Flanagan has done so well in Darwin that what awards there are to give to musicians there she’s been given, resulting in a local fame that, in typical earthy style, she plays down. “I do alright I suppose,” she says laughing. “I’ve been playing in bands here for a long time and…I do alright”.

After studying opera at Adelaide University, further pursuing her musical heritage and roping in some of the finest musicians she could hope for, Flanagan produced her first album, the recently released Leah Flanagan Band, an entirely Darwinian creation though one that fuses Celtic lilt, Italian bombast and Australiana with ukulele and banjo. “Making the album was a huge learning experience, the only concept I knew was that I wanted a live album. We hadn’t thought about recording much, but after we applied for grants and got them, we got to work.

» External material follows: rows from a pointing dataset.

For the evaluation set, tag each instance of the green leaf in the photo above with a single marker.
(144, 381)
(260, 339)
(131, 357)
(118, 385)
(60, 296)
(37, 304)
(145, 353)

It was all recorded in Darwin and I’m very happy with the outcome, but the next one will be much more studio-based, I’m keen to get more into that.”

Flanagan specialises in personal narratives that take flight with dry evocative imagery, vocal swoops and musical pyrotechnics. While this may differentiate her from other Authentically Australian™ singer songwriters, the inspiration for her songs is ordinary in the extreme. “A lot of the songs are about aspects of Darwin, my stories, stories of my grandmother,” she explains. “It wasn’t very easy for immigrants and indigenous people back in the day. So many people have stories here, and that’s what songwriting is all about I guess, telling stories. Darwin has a lot of history and everyone loves a yarn. People are so friendly and they’ll answer you honestly most the time so storytelling is second nature.” The feelings that Flanagan moves through when singing does seem almost spiritually guided in it’s free-flowing narrative. “I don’t intend to write with a spiritual feeling to my songs, I’m a spiritual person but I don’t think it’s anything that I intentionally do.”